Princeton and University of Washington researchers have created a camera the size of a coarse grain of salt. Typically, tiny cameras generate poor image quality. This group of experts, on the other hand, has discovered a means to produce clear full-colour images similar to normal cameras 500,000 times the size.
When compared to earlier state-of-the-art technology, the camera uses image hardware and computer processing to generate amazing results. The main invention is a technique known as a “metasurface.”
A set of bent lenses in classic cameras concentrate light rays into a picture. A metasurface, which may be manufactured in the same way as integrated circuits, is just half a millimeter across and has 1.6 million cylindrical posts. These microscopic columns are about the size of a human immunodeficiency virus.
According to Phys.org, “each post has a unique shape and operates as an optical antenna.” “It is required to vary the design of each post to accurately shape the overall optical wavefront.”
Machine learning-based algorithms analyze data from the posts’ interactions with light and produce photos with the highest quality and the largest field of view of any comparable metasurface camera produced to date.
Previous cameras of this sort also needed pure laser light and other laboratory conditions to generate a picture. This gadget can take photographs with natural light since its optical surface is combined with the signal processing algorithms, making it more practical. The researchers want to utilize it in non-invasive medical operations and as miniature sensors for small robots.

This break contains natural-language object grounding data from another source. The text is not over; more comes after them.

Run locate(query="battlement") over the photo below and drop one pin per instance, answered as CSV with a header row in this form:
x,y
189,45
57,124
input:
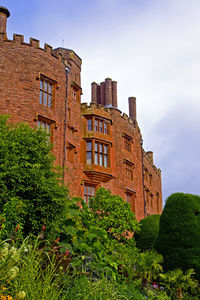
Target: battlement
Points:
x,y
34,43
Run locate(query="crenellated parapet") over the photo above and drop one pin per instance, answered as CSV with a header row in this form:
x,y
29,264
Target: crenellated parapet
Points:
x,y
34,43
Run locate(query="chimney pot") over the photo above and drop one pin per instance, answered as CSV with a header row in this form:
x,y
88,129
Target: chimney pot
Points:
x,y
4,14
108,91
132,108
114,94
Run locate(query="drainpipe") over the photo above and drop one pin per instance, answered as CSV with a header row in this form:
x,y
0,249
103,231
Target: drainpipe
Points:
x,y
67,70
141,142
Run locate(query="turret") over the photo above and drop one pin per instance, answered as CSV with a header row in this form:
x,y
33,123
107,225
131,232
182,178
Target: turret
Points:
x,y
105,93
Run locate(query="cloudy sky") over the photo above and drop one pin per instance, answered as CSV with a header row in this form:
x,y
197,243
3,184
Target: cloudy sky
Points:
x,y
152,49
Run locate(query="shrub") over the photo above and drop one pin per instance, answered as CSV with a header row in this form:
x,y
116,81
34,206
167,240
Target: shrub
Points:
x,y
179,235
149,228
113,214
30,194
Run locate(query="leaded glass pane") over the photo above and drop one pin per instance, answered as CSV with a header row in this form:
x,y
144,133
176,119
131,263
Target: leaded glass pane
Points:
x,y
45,99
89,124
89,146
49,101
101,159
100,126
45,86
89,193
105,160
100,147
41,84
96,158
48,128
105,128
105,149
40,100
89,158
92,191
96,125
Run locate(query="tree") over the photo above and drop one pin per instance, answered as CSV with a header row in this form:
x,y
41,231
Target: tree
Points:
x,y
179,235
113,214
30,194
149,228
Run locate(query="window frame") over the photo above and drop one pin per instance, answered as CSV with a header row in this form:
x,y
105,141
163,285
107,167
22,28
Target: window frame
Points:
x,y
130,198
127,143
99,152
98,125
47,122
89,192
129,166
50,93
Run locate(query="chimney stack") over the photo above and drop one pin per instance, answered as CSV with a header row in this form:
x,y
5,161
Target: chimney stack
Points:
x,y
132,108
4,14
114,94
94,92
102,93
108,91
150,155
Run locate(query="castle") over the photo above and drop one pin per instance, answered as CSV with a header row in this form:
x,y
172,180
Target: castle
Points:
x,y
95,144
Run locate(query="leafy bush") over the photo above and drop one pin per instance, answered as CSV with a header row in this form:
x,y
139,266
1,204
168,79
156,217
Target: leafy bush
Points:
x,y
30,194
113,214
149,228
179,236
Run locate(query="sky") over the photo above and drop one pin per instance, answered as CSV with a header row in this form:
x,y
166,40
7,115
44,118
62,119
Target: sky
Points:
x,y
152,49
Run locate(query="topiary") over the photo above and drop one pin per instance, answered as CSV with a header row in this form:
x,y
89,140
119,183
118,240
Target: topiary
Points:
x,y
149,228
179,233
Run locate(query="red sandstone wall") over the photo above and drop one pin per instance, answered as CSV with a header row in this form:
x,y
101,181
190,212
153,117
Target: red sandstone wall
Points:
x,y
21,65
153,189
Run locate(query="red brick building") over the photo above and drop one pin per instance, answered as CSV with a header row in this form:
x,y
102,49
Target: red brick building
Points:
x,y
96,144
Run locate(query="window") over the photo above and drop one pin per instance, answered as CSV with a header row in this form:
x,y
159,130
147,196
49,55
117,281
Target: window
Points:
x,y
46,92
101,154
127,143
150,179
130,198
101,126
45,125
129,170
89,153
158,202
74,94
89,191
71,151
97,153
89,124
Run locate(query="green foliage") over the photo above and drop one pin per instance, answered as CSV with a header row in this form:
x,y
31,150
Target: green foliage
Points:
x,y
113,214
176,282
179,236
86,288
30,193
149,228
30,271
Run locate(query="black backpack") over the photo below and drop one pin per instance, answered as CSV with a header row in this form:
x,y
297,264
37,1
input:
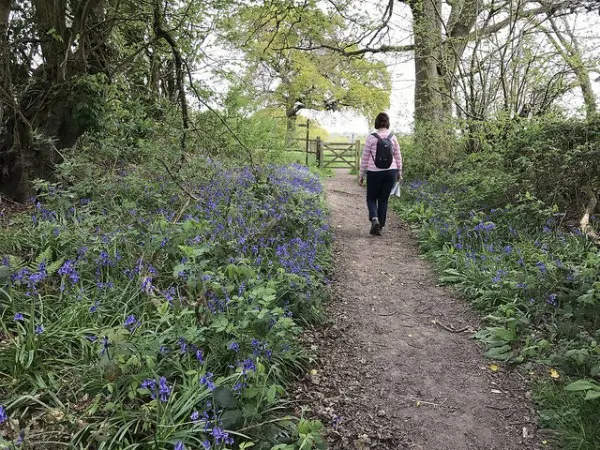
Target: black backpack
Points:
x,y
385,152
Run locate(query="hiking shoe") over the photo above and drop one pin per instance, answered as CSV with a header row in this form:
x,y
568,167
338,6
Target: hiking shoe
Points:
x,y
375,227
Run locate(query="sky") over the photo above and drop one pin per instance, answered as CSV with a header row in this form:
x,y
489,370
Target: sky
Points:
x,y
401,70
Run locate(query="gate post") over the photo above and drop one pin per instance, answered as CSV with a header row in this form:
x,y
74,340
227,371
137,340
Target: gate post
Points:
x,y
319,152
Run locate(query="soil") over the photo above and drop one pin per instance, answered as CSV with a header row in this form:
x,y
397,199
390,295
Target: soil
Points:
x,y
397,367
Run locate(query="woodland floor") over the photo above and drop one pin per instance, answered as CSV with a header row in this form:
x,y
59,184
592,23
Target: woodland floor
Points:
x,y
391,376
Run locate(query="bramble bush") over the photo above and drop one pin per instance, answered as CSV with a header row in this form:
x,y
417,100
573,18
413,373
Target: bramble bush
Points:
x,y
134,315
497,226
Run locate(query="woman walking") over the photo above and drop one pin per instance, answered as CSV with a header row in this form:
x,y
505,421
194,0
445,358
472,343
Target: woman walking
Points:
x,y
382,162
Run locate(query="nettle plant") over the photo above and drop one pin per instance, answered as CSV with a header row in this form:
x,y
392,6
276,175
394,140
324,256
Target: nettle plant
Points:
x,y
536,278
134,315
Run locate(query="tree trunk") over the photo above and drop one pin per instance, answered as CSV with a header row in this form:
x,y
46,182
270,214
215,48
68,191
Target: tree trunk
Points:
x,y
433,108
47,106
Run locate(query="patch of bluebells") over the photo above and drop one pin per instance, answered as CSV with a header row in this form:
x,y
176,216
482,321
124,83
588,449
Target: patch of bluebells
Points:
x,y
276,225
511,249
158,389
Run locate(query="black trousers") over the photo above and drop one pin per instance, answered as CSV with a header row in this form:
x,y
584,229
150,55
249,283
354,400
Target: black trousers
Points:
x,y
379,188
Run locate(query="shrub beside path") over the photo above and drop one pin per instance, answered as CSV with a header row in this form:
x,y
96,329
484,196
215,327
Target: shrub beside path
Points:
x,y
389,377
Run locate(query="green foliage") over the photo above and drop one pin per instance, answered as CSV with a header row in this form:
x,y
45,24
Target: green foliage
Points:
x,y
282,74
135,316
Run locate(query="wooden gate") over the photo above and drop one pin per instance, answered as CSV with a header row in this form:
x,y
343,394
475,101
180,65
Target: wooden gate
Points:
x,y
338,155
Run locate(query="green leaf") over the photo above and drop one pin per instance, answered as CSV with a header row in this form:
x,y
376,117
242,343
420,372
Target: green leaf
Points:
x,y
501,353
224,398
272,393
582,385
592,395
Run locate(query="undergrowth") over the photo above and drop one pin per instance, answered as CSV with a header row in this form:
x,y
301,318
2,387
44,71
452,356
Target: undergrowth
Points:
x,y
506,239
142,313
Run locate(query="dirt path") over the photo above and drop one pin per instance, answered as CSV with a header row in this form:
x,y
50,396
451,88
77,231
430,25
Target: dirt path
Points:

The scientists compared images obtained using their technology to those captured using earlier methods, and the results were night and day (image above). They also compared it to a standard camera with a compound optic of six refractive lenses, and the photos were equivalent, except for some blurring around the corners.
“It’s been a challenge to design and configure these little microstructures to do what you want,” said Princeton PhD student Ethan Tseng, who co-led the study published in Nature Communications. “For this specific task of capturing large field of view RGB images, it’s challenging because there are millions of these little microstructures, and it’s not clear how to design them optimally.”
They used a computer simulation to evaluate several nano-antenna designs to determine out the best settings. Developing a model with 1.6 million postings, on the other hand, can use “huge” amounts of RAM and time. As a result, they scaled down the simulation to appropriately reflect the picture rendering capabilities of the metasurface.
The team’s next objective is to improve the technology’s computing capabilities. They aim to improve image quality, but they also want to include object identification and other sensing capabilities to make the camera suitable for medical and commercial applications.
Endoscopy and robotics, as previously indicated, are only two examples of practical uses for metasurfaces. A potentially more fascinating application would be to reduce the camera hump on smartphones.
“We could turn individual surfaces into cameras that have the ultra-high resolution, so you wouldn’t need three cameras on the back of your phone anymore, but the whole back of your phone would become one giant camera,” said Felix Heide, the study’s senior author and an assistant professor of computer science at Princeton. “We can think of completely different ways to build devices in the future.”